Trump blinda l’asse con Meloni: «È un’ottima leader, l’Italia cerca sempre di aiutare». Ma è gelo con Londra: «Starmer? Non è Churchill»

Mentre il Medio Oriente brucia e l’Iran annuncia di poter resistere al conflitto per altri sei mesi, Donald Trump ridisegna la mappa delle alleanze globali. In un momento di massima tensione, con il rientro negli Stati Uniti delle salme dei sei soldati uccisi in Kuwait, il Presidente Usa ha scelto di promuovere a pieni voti l’operato di Palazzo Chigi. In una conversazione telefonica con Viviana Mazza del Corriere della Sera, Trump ha usato parole di forte stima per la presidente del Consiglio italiana. «Amo l’Italia, penso che sia una grande leader», ha dichiarato il tycoon, definendo Giorgia Meloni un’amica che «cerca sempre di aiutare, è un’ottima leader ed è una mia amica».
L’elogio a Giorgia Meloni
Il riferimento è alla strategia diplomatica e militare italiana: l’invio della fregata Martinengo a Cipro, la batteria antimissile Samp/T negli Emirati e i sistemi anti-drone in Kuwait e Qatar. Un contributo che, agli occhi della Casa Bianca, inserisce l’Italia nel gruppo degli alleati, coordinati nel formato E4 con Germania, Francia e Regno Unito.

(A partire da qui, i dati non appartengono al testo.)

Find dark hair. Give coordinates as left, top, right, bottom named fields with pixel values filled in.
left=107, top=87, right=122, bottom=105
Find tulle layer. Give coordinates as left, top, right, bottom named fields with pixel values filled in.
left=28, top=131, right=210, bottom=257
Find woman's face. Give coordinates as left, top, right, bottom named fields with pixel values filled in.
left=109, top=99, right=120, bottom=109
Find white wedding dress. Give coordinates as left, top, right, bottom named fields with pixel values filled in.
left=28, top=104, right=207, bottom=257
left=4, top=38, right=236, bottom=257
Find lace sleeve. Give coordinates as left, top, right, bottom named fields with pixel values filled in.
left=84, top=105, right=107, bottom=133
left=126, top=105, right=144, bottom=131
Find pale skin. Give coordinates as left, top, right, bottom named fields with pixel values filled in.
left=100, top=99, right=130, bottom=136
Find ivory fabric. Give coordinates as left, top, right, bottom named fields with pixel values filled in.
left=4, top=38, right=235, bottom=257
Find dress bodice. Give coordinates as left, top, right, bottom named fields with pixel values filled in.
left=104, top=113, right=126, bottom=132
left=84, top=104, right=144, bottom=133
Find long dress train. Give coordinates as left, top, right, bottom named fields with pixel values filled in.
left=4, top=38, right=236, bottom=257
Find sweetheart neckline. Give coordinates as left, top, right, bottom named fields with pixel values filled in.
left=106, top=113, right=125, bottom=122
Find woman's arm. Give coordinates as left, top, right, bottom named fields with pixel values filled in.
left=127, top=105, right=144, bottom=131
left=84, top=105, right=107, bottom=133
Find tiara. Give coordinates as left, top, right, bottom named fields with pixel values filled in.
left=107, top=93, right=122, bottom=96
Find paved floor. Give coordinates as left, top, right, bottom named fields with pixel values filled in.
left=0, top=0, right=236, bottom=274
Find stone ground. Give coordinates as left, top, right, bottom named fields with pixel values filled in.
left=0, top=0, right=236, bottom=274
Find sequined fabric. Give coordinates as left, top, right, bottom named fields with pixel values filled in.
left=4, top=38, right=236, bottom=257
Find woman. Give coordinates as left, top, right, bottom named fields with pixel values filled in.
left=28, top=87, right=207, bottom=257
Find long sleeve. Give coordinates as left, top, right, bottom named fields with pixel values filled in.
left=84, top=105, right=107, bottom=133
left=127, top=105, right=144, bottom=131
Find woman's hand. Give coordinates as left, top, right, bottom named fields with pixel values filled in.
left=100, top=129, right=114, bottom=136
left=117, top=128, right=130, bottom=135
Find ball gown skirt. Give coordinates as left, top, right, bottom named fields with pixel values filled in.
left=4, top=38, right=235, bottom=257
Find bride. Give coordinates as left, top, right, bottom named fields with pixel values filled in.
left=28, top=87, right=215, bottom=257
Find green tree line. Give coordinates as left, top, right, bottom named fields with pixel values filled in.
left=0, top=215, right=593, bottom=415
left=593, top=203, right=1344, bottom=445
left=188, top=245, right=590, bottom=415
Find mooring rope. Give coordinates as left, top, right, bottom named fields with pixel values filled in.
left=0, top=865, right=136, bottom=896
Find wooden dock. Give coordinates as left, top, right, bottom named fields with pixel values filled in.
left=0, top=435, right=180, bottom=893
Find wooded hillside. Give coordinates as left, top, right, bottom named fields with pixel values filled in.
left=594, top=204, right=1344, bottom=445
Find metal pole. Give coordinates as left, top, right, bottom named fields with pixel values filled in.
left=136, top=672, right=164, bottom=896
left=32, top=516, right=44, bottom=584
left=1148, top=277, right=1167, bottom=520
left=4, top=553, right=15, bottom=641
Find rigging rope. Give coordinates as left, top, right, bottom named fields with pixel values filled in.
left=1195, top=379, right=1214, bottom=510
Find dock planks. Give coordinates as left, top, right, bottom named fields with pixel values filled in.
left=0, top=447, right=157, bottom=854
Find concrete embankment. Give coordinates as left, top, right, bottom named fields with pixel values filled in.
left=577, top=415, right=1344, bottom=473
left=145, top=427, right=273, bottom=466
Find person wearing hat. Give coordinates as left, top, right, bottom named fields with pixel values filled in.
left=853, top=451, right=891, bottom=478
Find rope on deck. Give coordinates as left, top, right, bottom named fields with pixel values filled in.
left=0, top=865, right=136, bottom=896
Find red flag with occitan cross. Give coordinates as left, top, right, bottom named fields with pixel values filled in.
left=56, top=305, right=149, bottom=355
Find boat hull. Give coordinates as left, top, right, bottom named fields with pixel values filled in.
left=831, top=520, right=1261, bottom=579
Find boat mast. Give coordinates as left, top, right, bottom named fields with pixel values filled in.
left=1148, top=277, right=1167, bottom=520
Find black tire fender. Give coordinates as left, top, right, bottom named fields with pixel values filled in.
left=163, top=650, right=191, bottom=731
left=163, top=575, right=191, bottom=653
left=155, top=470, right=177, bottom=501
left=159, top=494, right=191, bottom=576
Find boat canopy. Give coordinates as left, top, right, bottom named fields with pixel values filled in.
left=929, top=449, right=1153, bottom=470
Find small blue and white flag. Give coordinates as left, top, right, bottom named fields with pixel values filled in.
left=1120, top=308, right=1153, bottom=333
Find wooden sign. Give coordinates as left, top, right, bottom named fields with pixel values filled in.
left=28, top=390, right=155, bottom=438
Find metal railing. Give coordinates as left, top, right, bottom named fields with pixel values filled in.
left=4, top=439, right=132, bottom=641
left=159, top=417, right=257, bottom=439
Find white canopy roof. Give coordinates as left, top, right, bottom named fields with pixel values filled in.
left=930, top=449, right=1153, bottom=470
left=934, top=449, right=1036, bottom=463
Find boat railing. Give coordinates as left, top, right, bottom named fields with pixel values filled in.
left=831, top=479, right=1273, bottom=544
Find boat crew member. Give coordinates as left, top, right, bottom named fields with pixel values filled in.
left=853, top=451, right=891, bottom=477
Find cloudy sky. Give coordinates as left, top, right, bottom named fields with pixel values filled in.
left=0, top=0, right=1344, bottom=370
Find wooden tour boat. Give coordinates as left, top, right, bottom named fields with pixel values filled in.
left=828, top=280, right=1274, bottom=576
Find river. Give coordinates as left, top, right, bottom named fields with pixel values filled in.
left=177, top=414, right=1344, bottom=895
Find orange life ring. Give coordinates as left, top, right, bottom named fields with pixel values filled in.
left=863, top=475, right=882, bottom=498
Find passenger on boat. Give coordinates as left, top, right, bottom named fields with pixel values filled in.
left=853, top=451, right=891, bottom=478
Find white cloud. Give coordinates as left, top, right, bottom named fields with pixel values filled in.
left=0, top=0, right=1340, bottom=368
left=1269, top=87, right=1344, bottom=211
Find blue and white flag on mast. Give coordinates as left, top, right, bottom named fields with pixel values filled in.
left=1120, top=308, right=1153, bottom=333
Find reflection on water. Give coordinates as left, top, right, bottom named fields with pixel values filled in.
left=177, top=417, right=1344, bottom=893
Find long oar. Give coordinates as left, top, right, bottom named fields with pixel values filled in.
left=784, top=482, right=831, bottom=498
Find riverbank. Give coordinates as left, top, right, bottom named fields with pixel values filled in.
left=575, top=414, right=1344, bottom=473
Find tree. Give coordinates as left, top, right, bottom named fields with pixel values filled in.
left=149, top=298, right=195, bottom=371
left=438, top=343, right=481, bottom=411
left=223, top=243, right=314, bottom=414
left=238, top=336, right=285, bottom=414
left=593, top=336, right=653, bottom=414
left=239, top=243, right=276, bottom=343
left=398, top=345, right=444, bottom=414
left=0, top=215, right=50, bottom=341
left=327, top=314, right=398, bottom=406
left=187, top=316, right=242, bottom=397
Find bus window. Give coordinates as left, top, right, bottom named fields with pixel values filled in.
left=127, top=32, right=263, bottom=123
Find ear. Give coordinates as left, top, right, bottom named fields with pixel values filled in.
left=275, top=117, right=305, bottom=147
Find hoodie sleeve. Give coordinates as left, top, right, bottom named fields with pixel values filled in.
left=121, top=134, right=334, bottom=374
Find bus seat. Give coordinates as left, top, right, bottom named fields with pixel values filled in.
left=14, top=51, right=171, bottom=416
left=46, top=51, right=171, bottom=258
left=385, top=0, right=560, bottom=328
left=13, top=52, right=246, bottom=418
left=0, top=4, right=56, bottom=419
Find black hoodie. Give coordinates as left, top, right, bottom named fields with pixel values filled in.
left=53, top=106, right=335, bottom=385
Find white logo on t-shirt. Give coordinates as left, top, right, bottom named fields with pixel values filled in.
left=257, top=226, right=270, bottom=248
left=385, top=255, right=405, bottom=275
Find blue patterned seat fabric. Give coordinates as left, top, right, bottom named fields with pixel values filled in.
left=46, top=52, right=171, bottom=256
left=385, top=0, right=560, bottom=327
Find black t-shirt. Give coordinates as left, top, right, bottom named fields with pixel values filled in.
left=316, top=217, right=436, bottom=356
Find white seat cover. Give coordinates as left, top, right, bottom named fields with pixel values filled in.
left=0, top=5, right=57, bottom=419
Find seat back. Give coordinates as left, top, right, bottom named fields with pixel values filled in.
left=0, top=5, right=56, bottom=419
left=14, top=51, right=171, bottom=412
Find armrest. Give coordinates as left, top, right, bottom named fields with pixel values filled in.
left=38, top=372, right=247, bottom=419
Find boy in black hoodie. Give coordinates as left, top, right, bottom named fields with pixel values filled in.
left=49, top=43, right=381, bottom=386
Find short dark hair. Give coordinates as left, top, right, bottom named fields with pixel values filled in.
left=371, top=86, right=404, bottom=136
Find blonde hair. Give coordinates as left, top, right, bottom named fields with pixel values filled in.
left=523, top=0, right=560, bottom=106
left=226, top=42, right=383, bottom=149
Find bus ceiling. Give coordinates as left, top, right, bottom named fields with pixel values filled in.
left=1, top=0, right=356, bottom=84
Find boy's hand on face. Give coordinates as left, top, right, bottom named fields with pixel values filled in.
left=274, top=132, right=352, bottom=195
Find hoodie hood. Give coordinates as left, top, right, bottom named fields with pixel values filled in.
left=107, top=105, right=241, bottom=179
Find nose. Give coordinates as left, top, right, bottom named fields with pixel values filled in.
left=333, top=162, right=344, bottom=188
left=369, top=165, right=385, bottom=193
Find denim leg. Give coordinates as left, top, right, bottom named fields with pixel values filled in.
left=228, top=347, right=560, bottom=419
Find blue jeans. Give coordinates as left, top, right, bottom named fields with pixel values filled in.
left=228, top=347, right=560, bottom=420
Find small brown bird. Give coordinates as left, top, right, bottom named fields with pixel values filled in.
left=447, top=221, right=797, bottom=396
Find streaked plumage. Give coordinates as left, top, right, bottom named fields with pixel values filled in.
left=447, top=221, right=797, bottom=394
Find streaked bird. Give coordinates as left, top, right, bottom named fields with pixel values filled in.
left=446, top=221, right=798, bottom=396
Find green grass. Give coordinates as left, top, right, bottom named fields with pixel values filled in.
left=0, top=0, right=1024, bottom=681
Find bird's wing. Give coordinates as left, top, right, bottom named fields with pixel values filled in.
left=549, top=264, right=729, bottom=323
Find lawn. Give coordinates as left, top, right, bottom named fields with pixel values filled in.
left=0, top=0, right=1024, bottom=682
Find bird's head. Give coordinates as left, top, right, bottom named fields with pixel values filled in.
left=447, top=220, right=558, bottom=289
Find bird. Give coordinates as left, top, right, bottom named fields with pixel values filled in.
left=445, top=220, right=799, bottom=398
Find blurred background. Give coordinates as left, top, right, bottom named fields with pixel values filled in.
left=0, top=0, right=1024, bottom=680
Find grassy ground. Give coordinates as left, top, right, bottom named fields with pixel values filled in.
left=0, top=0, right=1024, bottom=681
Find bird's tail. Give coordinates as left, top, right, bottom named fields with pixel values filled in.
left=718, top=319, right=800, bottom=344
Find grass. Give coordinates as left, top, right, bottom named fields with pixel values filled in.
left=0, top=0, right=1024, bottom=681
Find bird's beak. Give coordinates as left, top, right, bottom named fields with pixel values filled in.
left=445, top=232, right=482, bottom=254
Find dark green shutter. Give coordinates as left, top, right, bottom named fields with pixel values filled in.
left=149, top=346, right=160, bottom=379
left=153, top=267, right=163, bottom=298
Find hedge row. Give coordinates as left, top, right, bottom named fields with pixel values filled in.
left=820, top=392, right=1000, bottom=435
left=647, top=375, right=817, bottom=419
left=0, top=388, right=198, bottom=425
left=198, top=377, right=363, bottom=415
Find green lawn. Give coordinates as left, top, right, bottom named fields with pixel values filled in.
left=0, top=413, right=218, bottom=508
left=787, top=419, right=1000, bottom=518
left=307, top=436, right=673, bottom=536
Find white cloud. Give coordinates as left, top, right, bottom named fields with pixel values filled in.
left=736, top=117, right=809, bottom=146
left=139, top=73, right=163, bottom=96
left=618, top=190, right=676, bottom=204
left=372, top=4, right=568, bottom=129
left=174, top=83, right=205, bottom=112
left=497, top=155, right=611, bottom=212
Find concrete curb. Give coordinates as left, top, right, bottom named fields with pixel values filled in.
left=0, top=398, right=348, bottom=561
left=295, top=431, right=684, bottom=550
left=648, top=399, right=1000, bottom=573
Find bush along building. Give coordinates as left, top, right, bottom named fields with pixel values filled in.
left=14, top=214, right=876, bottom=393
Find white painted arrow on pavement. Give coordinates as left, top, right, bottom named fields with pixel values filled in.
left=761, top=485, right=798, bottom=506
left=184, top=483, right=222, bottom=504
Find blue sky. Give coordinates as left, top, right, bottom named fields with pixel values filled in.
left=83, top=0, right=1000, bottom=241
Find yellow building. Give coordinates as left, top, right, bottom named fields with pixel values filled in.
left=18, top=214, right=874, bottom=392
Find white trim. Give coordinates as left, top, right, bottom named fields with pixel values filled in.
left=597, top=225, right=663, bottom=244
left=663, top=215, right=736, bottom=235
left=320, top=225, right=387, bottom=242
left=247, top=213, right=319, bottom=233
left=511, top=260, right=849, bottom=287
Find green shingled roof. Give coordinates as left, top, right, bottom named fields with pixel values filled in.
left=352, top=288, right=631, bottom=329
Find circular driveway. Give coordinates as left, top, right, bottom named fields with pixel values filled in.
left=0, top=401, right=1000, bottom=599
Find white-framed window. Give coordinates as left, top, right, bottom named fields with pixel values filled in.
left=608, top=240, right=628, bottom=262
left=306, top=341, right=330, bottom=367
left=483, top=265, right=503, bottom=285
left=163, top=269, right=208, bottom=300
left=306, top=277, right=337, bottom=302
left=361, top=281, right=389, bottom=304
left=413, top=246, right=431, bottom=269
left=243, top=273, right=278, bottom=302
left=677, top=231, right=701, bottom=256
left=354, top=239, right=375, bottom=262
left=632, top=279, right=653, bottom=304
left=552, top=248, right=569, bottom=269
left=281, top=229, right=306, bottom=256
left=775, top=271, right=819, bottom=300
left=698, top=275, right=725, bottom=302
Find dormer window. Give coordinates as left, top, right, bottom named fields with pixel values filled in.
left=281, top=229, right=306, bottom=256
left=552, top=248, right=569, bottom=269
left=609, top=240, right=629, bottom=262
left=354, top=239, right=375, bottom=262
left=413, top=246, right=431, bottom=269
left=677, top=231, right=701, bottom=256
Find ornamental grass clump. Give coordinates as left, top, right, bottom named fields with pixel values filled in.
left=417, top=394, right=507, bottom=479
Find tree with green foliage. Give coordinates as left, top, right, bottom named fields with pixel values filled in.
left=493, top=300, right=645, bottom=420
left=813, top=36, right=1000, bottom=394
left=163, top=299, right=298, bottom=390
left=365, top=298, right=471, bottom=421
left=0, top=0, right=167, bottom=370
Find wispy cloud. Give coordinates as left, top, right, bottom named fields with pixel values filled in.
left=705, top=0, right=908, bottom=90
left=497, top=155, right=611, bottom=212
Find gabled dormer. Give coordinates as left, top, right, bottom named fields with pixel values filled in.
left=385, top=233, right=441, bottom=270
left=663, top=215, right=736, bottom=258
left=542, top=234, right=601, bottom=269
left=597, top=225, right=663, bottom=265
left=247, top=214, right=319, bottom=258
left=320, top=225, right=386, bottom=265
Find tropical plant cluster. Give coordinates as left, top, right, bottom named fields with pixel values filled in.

Le critiche a Londra e Madrid
Se con Roma il clima è disteso, con gli altri partner europei Trump non lesina critiche. Il bersaglio principale è il premier britannico Keir Starmer. Dopo le esitazioni iniziali sull’uso delle basi aeree, Londra ha ipotizzato l’invio di due portaerei, scatenando l’ira del Presidente: «Il Regno Unito, una volta un nostro Grande Alleato, forse il più Grande di tutti, finalmente sta prendendo in seria considerazione di mandare due portaerei in Medio Oriente. Va bene, primo ministro Starmer, non ci servono più», ha scritto Trump sui social. La stoccata finale è pesantissima: «Ce ne ricorderemo, non abbiamo bisogno di gente che si unisce alle Guerre dopo che abbiamo già vinto!». Toni simili sono stati riservati alla Spagna di Pedro Sánchez, definita «terribile» per aver inizialmente negato l’uso delle basi congiunte. Trump è arrivato a minacciare ritorsioni commerciali («Taglieremo tutto il commercio»), costringendo Madrid a un rapido dietrofront con l’invio di una fregata a Cipro.
Leavitt: «Trump si aspetta collaborazione da Paesi europei»
Quella con il quotidiano di via Solferino è la prima apertura di Trump a un media italiano dall’inizio dell’offensiva del 27 febbraio. Il Presidente sta ignorando i canali istituzionali, preferendo rispondere direttamente al suo cellulare a una lista selezionata di testate internazionali. Il messaggio della Casa Bianca, ribadito dalla portavoce Karoline Leavitt, resta univoco: «Il presidente si aspetta che tutti i nostri alleati europei, ovviamente, cooperino in questa missione attesa da tanto tempo non solo dagli Stati Uniti ma anche dall’Europa, per schiacciare il regime canaglia iraniano che non solo minaccia l’America ma minaccia anche i nostri alleati europei».